The Magic of Fiction

Jamie K. Wilson

books on shelvesWhen I was a little girl, I believed in magic. Not in the magic of fairies or witches, nor in the more mundane magics of astrology or numerology. Rather, I believed that written words, and more specifically books, were magic.

Books transported this little country girl to cities, or to distant lands. A whole series of books brought me to Disneyworld, which I would not visit until I was in my thirties, while others took me to the beach or the mountains or – best of all – to the past, where I could have knights do my bidding, or be a knight myself. They introduced me to George Washington, Betsy Ross, Charlemagne, Cleopatra, and Caesar. They gave me a glimpse into the minds of other people living and dead – a feat I particularly valued, as I had little insight into the minds of those around me.

Or they taught me how to do things – needlepoint and crochet, caring for injured animals, identifying mushrooms and wild plants. The set of Funk & Wagnalls encyclopedia I read voraciously taught me about things I couldn’t even pronounce, and an old French textbook even taught me how people in a nation a world away spoke.

Magic.

The most powerful books of all were fiction or fictionalized narratives. These books didn’t just teach a skill or facts – they crawled inside your brain and let you experience the reality of other people, if only for a little while. Arguments weren’t necessary – instead, you experienced the frozen fingers of the little match girl, or the agony of Eliza crossing the Ohio River to escape slave catchers, or the impotent rage of a woman accused of witchcraft in colonial Salem. Well-told stories circumvented the logic of your brain, as described in Jonathan Gottschall’s The Story Paradox. Instead of talking about Jewish people hiding in attics and secret rooms in Nazi-occupied Europe, they brought you into the world of Anne Frank, where you could grow into young womanhood with her, fall in love, dream about Hollywood starlets, and hide in silent terror when the house was periodically searched by German soldiers.

This is powerful, incredibly powerful. Gottschall talks about the science behind this mechanism, how levels of dopamine and serotonin rise and fall when a reader is seduced by a story, how the brain waves change, how watching movies together bring people’s minds into sync. And I wonder how we are possibly surprised when Hollywood takes advantage of this magic to reach into our minds and change them? How is it that we are shocked that gay marriage, for instance, transformed from unthinkable to ordinary over the course of only a couple of decades when Hollywood has been manipulating us with stories throughout that time?

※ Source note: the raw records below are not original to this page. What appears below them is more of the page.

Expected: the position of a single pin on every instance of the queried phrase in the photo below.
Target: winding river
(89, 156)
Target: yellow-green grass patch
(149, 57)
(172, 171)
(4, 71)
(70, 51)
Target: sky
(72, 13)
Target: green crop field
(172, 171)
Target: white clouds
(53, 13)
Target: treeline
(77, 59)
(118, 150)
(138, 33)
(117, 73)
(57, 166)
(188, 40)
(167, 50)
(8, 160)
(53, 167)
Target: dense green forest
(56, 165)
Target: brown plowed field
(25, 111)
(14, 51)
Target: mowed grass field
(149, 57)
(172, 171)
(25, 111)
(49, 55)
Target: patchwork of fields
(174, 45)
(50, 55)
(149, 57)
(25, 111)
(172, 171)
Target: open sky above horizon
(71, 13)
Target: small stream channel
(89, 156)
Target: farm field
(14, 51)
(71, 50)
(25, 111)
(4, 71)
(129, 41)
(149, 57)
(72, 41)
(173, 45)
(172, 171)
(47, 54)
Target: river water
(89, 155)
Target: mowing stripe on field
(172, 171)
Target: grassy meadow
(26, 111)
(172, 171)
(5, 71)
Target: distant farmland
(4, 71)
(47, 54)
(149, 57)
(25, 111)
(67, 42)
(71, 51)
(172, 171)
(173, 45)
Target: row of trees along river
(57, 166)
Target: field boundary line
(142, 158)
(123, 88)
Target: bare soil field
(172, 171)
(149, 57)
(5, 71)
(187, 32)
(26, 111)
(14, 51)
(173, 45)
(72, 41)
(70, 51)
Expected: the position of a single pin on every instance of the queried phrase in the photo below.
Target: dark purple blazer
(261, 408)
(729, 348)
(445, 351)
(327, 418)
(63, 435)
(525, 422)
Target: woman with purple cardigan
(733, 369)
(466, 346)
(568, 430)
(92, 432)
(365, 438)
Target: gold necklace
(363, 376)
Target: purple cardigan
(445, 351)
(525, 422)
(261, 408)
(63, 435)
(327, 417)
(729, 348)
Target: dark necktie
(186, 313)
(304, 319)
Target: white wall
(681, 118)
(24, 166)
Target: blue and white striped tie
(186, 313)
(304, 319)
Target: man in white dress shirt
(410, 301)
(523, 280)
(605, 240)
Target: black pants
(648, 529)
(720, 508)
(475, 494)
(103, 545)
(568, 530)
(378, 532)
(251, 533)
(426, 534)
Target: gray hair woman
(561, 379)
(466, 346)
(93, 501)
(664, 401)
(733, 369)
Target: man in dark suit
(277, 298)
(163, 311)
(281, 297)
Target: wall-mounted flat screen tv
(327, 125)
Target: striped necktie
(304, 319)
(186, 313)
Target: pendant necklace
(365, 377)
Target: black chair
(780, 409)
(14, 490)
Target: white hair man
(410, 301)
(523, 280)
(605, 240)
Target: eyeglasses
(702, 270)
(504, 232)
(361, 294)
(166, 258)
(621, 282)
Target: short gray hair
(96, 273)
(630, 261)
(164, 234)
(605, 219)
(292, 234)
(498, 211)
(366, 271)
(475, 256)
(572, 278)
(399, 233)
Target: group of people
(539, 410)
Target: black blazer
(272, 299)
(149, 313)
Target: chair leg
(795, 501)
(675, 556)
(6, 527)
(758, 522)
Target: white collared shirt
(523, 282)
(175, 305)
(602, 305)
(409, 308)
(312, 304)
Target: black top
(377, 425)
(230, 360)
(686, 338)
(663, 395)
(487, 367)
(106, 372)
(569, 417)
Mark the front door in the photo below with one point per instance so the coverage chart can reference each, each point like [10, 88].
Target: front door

Right or wrong, this is what has happened. The depiction of positive black characters on-screen has likewise created an environment in which races are accepted as equal – the depiction of career women has led to the equality of women in the workplace – the depiction of priests and preachers as frauds and cheats has led to a precipitous decline in respect for Christian men of God and, concurrently, in the Christian faith as a whole. It’s a powerful tool, storytelling, and it can be used to great effect in our mass media world.

Conservatives have been foolish enough to discount it for far too long.

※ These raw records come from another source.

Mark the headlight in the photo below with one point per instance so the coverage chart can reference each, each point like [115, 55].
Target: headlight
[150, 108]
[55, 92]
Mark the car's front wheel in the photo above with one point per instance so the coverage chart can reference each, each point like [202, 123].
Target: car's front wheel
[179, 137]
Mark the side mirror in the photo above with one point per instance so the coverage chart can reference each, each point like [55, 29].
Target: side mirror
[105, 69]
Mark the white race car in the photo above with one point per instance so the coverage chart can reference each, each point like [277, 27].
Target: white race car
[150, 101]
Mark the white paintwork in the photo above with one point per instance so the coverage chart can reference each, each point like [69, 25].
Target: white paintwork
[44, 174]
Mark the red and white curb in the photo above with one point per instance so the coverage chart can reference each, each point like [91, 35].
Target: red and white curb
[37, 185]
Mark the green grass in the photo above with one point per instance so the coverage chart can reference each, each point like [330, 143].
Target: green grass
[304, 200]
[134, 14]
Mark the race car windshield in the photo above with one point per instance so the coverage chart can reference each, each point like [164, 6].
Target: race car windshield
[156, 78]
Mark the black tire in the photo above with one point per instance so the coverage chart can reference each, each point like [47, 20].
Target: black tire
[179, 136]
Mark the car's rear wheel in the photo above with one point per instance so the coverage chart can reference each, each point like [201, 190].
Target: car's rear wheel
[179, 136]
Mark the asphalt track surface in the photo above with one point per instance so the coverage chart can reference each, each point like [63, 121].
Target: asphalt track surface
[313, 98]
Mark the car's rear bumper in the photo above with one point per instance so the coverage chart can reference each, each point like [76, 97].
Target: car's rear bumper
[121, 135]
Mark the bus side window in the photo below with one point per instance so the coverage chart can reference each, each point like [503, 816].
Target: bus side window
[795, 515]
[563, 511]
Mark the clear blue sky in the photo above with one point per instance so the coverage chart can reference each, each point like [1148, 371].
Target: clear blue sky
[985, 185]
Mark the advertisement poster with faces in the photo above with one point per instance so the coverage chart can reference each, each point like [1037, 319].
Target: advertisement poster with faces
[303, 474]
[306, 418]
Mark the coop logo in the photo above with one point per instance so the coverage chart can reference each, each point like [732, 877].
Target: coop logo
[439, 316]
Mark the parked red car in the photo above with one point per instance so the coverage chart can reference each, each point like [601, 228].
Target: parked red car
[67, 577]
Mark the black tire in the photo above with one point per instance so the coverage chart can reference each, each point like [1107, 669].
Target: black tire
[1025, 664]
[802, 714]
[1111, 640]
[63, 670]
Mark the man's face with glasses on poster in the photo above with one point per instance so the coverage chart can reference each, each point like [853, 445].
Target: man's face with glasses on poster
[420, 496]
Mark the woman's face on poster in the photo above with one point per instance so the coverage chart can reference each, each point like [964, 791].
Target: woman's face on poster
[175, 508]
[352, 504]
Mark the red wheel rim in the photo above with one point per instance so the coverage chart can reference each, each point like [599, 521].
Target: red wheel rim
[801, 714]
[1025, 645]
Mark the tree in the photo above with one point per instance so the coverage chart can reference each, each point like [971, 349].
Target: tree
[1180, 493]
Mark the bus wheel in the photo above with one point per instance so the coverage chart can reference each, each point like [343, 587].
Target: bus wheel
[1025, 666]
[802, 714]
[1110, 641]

We will fight with logic and facts, not that silly storytelling humbug, our leaders told themselves. Stories are unimportant – they are frivolous, ephemeral, just for fun. Business and science and truth will win out in the end, for people are ultimately logical and sensible.

How’s that working out?

Not so well, I think. Our two most talented modern presidents, insofar as pure populist leadership goes, were both storytellers and entertainers – Reagan and Trump. Beside these monumental figures, our other leaders tend to seem pale and emotionless. Oh, they may have good ideas, but they are eminently forgettable for most people. Obama – that was a talented storyteller, and his life story – mythologized – made an excellent tale as well. Clinton was a talented storyteller. Even our current fabulist-in-chief was a fine storyteller in his day, which I suppose makes him an excellent liar today.

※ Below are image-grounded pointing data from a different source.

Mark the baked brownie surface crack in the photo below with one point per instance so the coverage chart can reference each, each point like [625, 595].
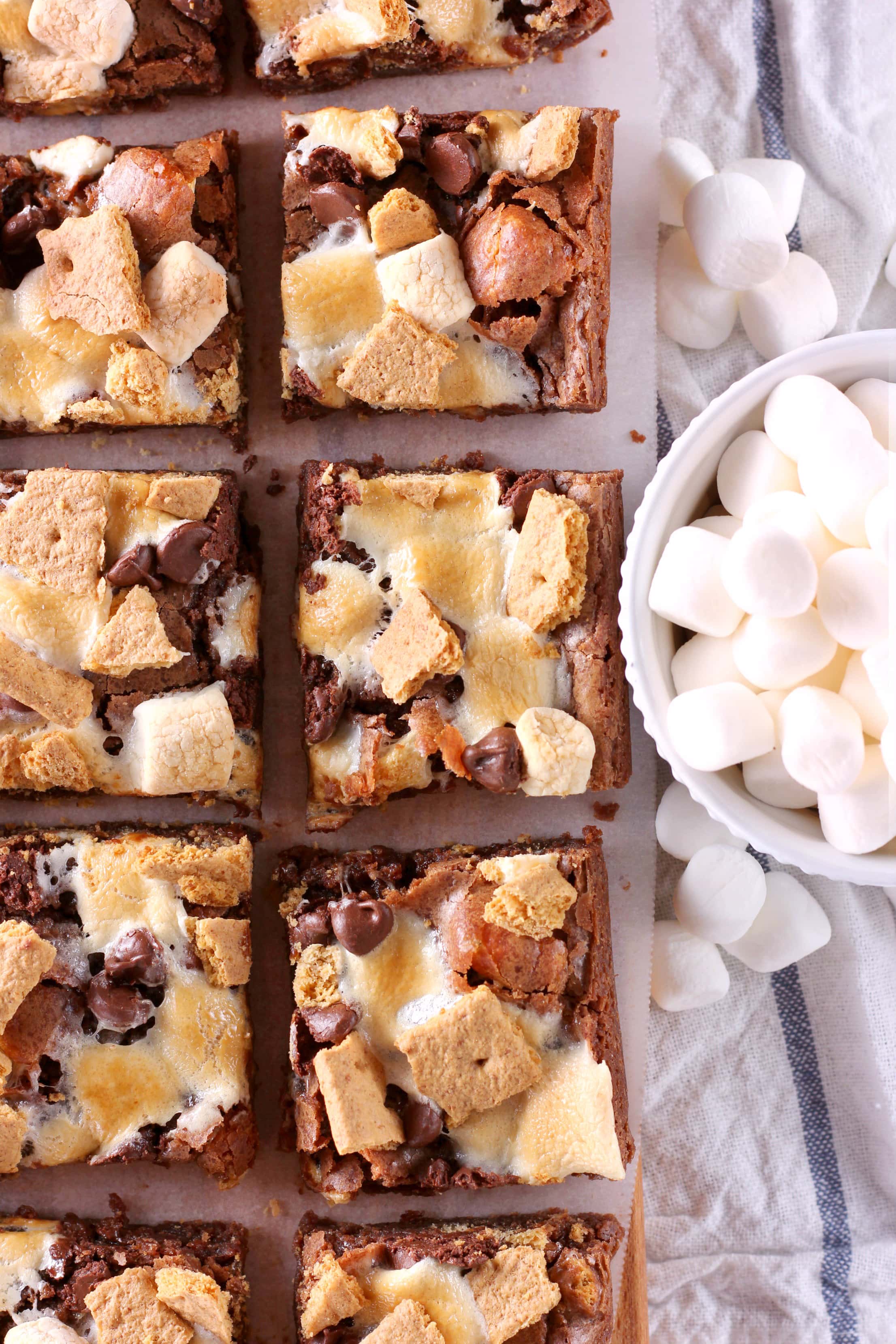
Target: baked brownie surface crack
[120, 299]
[459, 625]
[130, 658]
[446, 262]
[456, 1021]
[124, 1022]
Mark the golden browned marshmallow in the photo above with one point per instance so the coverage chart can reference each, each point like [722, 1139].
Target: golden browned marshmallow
[512, 1291]
[132, 639]
[334, 1296]
[94, 272]
[548, 572]
[196, 1297]
[354, 1086]
[531, 896]
[401, 220]
[398, 363]
[471, 1057]
[414, 647]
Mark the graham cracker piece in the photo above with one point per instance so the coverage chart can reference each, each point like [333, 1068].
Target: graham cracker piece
[55, 762]
[93, 272]
[514, 1291]
[132, 639]
[471, 1057]
[184, 497]
[548, 572]
[196, 1297]
[398, 363]
[414, 647]
[531, 896]
[354, 1088]
[127, 1311]
[25, 958]
[54, 530]
[61, 697]
[401, 220]
[332, 1297]
[225, 948]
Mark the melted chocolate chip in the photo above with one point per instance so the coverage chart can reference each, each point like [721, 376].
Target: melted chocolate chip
[179, 554]
[453, 162]
[361, 925]
[496, 761]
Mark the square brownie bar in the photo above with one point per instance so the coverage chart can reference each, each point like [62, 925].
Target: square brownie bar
[126, 1033]
[81, 55]
[456, 1021]
[456, 623]
[330, 45]
[130, 656]
[120, 299]
[446, 262]
[111, 1280]
[538, 1279]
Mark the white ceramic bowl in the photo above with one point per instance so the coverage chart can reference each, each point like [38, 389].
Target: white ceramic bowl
[680, 491]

Stories are powerful. They have the ability to sway minds without logic (yes, I know it makes me cringe a little too) and bring people together – or force them apart. The best stories create a national or tribal myth that people tell over and over. Who is creating myth for us today? A hint – hands up, don’t shoot! Well-told stories can create lies even more easily than they can reveal the truth.

Conservatarian Press is just a baby, but we hope to bring this power back to the conservative and libertarian people of America and ultimately the world. We, too, can tell stories that tear at your guts, make you cry, make you laugh, make you proud. We can rescue our national myths and make them great again. All we need is the support of a good audience and a handful of dedicated, talented writers.

We can spread our stories outward, one reader at a time. That is how you win hearts and minds.